Responsibility for the blast was claimed by Hezbollah, which has recently stepped up operations against Israeli and allied South Lebanon Army troops in the border security zone.

The Moslem fundamentalist terrorists have demonstrated increasing organizational and technical skill in recent months, analysts say.

Israel carried out an intensive artillery bombardment of Hezbollah targets north of the security zone Monday afternoon and evening, while Israeli air force planes and helicopters patrolled wide areas of Lebanon, reports said.

Hezbollah leaders and many local residents earlier fled their homes to escape what they regarded as an inevitable Israeli response.

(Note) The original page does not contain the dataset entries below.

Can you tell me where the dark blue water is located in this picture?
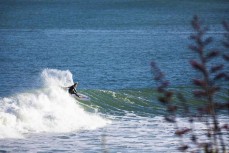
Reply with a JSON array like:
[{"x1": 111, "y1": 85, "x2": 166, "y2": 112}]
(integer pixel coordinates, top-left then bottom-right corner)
[
  {"x1": 0, "y1": 0, "x2": 229, "y2": 152},
  {"x1": 0, "y1": 0, "x2": 229, "y2": 96}
]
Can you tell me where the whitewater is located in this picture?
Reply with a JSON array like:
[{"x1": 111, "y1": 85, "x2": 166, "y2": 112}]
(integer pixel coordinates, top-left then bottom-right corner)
[
  {"x1": 0, "y1": 69, "x2": 110, "y2": 138},
  {"x1": 0, "y1": 69, "x2": 228, "y2": 152}
]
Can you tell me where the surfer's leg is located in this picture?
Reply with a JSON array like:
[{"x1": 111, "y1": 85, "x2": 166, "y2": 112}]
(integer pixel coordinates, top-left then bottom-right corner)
[{"x1": 75, "y1": 92, "x2": 80, "y2": 98}]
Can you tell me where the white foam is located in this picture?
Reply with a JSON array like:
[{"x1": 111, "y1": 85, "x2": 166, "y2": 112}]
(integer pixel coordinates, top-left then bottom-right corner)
[{"x1": 0, "y1": 69, "x2": 109, "y2": 138}]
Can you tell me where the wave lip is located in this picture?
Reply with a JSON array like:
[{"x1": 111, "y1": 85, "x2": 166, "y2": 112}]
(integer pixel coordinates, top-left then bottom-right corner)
[{"x1": 0, "y1": 69, "x2": 109, "y2": 138}]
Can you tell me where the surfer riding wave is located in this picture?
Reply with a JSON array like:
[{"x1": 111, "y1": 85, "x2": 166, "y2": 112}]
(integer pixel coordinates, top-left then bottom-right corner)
[{"x1": 67, "y1": 82, "x2": 80, "y2": 98}]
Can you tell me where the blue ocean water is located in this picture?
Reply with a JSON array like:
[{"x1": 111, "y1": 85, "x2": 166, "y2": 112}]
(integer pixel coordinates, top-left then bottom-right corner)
[{"x1": 0, "y1": 0, "x2": 229, "y2": 152}]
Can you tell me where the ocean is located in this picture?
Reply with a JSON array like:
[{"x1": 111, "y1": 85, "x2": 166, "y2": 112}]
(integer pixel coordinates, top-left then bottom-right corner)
[{"x1": 0, "y1": 0, "x2": 229, "y2": 153}]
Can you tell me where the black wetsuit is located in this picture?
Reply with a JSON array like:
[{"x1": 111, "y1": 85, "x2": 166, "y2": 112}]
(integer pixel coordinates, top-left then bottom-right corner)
[{"x1": 68, "y1": 85, "x2": 80, "y2": 97}]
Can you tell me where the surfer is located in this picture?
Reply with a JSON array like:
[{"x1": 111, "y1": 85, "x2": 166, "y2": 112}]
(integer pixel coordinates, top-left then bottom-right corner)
[{"x1": 68, "y1": 82, "x2": 80, "y2": 98}]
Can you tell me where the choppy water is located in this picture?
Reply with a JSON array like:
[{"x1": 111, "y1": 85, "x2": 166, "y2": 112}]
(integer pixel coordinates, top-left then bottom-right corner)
[{"x1": 0, "y1": 0, "x2": 229, "y2": 152}]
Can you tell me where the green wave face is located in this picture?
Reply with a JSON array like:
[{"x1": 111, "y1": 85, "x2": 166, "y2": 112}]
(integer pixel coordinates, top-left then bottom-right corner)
[
  {"x1": 79, "y1": 87, "x2": 228, "y2": 116},
  {"x1": 80, "y1": 89, "x2": 164, "y2": 115}
]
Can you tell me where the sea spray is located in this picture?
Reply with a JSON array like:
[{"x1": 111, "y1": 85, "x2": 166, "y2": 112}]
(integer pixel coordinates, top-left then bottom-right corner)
[{"x1": 0, "y1": 69, "x2": 109, "y2": 138}]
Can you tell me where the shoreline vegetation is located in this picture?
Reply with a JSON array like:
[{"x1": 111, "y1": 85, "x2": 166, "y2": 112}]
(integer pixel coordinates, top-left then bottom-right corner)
[{"x1": 151, "y1": 16, "x2": 229, "y2": 153}]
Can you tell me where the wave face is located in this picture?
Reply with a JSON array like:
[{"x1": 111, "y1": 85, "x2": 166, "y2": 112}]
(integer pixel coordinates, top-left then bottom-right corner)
[{"x1": 0, "y1": 69, "x2": 109, "y2": 138}]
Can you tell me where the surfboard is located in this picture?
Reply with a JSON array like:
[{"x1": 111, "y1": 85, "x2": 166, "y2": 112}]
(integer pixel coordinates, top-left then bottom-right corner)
[{"x1": 72, "y1": 93, "x2": 91, "y2": 101}]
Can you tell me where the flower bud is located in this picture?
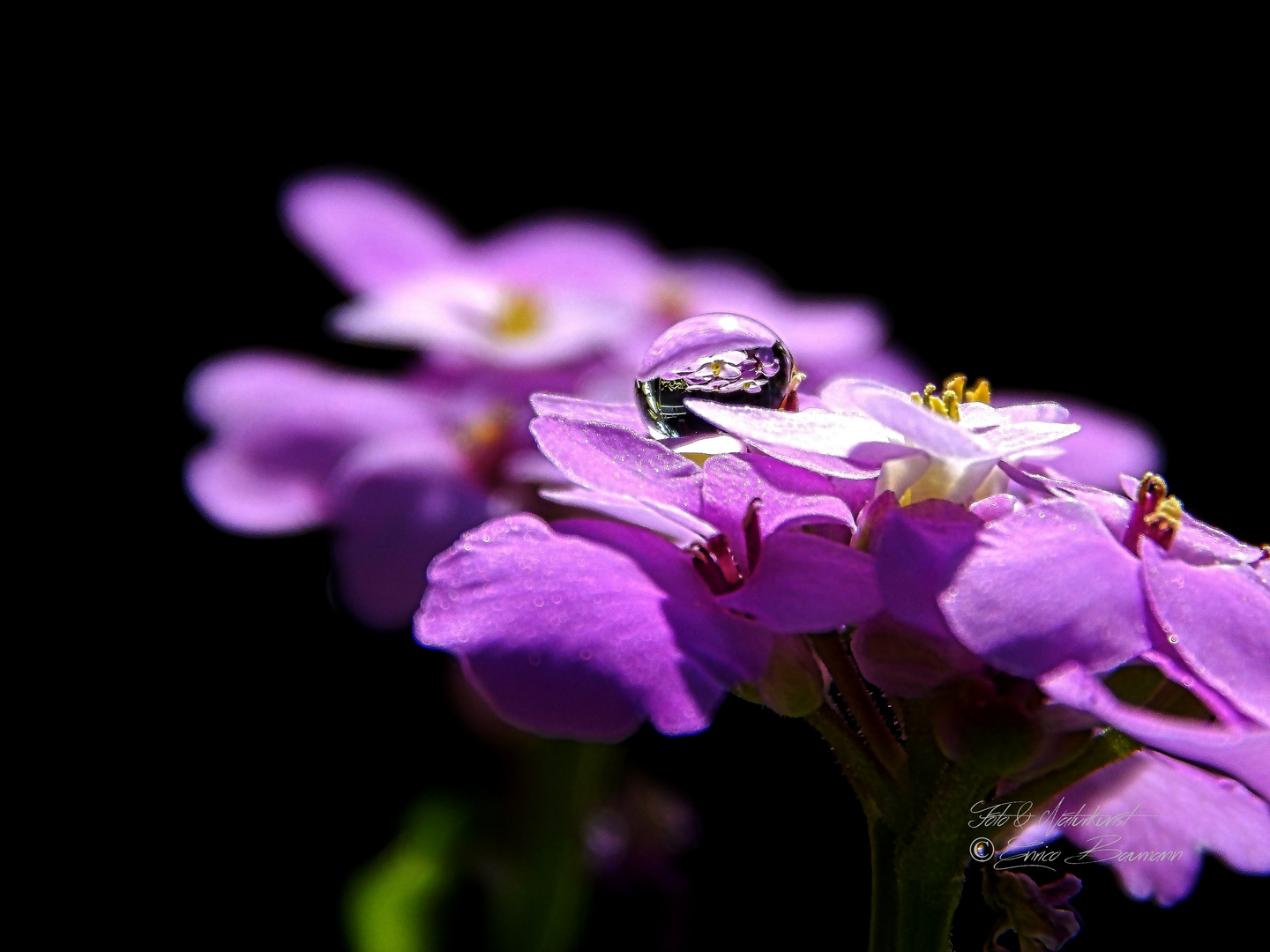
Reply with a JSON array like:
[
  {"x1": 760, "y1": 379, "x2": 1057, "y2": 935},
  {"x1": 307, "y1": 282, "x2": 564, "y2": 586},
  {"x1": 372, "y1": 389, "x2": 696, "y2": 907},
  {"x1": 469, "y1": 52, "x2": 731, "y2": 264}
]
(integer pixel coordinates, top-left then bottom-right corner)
[{"x1": 757, "y1": 635, "x2": 828, "y2": 718}]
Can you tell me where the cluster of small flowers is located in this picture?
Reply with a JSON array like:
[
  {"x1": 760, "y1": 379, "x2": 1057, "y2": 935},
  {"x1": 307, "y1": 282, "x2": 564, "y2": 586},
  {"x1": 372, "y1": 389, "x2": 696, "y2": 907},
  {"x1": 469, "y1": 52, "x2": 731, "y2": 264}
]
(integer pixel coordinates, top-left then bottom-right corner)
[
  {"x1": 187, "y1": 173, "x2": 1157, "y2": 628},
  {"x1": 415, "y1": 314, "x2": 1270, "y2": 905}
]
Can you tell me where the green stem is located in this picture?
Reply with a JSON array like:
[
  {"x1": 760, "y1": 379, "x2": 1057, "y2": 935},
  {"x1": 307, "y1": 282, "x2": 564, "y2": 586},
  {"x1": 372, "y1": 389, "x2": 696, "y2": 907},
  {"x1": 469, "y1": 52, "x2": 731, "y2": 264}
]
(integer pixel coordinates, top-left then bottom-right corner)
[
  {"x1": 895, "y1": 764, "x2": 992, "y2": 952},
  {"x1": 811, "y1": 635, "x2": 904, "y2": 777},
  {"x1": 804, "y1": 703, "x2": 895, "y2": 820},
  {"x1": 990, "y1": 729, "x2": 1142, "y2": 849},
  {"x1": 869, "y1": 820, "x2": 900, "y2": 952}
]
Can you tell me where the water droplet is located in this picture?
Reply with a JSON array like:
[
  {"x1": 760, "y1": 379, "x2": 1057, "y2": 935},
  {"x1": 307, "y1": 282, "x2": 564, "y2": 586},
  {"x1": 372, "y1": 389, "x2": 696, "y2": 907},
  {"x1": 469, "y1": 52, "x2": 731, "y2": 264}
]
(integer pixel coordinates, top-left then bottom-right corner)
[{"x1": 635, "y1": 314, "x2": 802, "y2": 439}]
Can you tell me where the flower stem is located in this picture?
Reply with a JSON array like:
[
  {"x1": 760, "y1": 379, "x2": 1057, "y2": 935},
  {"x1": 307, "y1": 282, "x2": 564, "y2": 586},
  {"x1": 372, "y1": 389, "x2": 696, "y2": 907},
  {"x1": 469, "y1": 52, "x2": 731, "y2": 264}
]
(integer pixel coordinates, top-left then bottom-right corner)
[
  {"x1": 869, "y1": 819, "x2": 900, "y2": 952},
  {"x1": 894, "y1": 764, "x2": 992, "y2": 952},
  {"x1": 805, "y1": 703, "x2": 895, "y2": 820},
  {"x1": 992, "y1": 729, "x2": 1142, "y2": 849},
  {"x1": 811, "y1": 634, "x2": 904, "y2": 777}
]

The Israeli chief of staff made a visit Monday to the scene of Sunday’s attack and said that Hezbollah bore the main responsibility for the incident and would not go unpunished.

But responsibility also lay with the Lebanese and Syrian governments, said Lt. Gen. Ehud Barak.

Lebanon had failed to disarm Hezbollah, as it had other terror groups, said Barak. And Syria controls the areas where the Hezbollah is based and allows Iranian arms to reach its ranks.

The soldiers killed in the Lebanon attack have been identified as 2nd Lt. Eran Shoham, 21, of Kochav Yair; Cpl. Niv Amouyal, 19, of Hatzeva, in the Arava; Sgt. Assaf Golan, 19, of Yishai, near Bet Shemesh; Sgt. Avraham Asoulin, 20, of Acre; and Cpl. Sirhan Wassam, 20, of Rama, a Bedouin town in the Negev.

(Contributing to this report was JTA correspondent Gil Sedan in Jerusalem.)